Frontrow Technology
← All insights & guides
Guide

Applied AI · Cost economics

Azure OpenAI PTU vs Pay-As-You-Go: Cost Compared (Australia 2026)

A senior-practitioner breakdown of Azure OpenAI PTU vs pay-as-you-go pricing for Australian teams in 2026 — the per-token economics, the ~150-200M token crossover, and Australia East reservation discounts. AUD ex GST.

Daniel Brown · 16 June 2026 · 7 min read

If you are running anything beyond a pilot on Azure OpenAI, the question that eventually lands on the architect's desk is blunt: do we keep paying per token, or do we buy dedicated capacity? Azure gives you both — pay-as-you-go (standard, token-metered) and Provisioned Throughput Units (PTU, capacity-metered) — and the wrong choice in either direction quietly burns money. This is a plain-English breakdown of the two models, the numbers that actually drive the decision, and where the crossover sits for an Australian team in 2026.

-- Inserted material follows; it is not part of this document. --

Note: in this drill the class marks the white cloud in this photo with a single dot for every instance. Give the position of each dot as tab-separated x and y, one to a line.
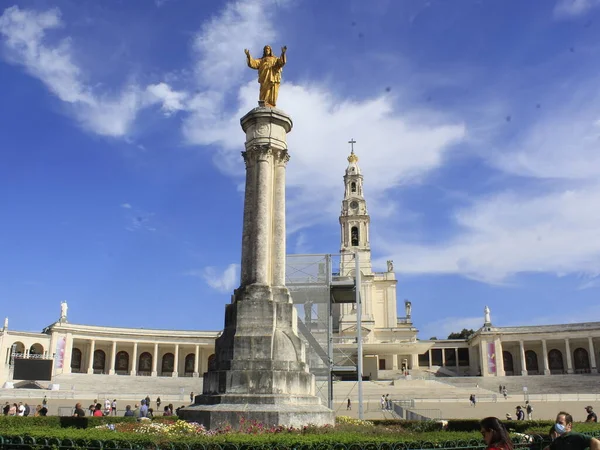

Pay-as-you-go bills you per token — input and output priced separately — and you pay nothing when no one is calling the model. For a GPT-4o-class model the published rate is indicative AUD list — confirm at purchase, but the underlying USD figure is roughly USD $2.50 per million input tokens and USD $10.00 per million output tokens on Global Standard. It is elastic, requires no commitment, and is the correct default for almost every workload that is new, spiky, or low-volume.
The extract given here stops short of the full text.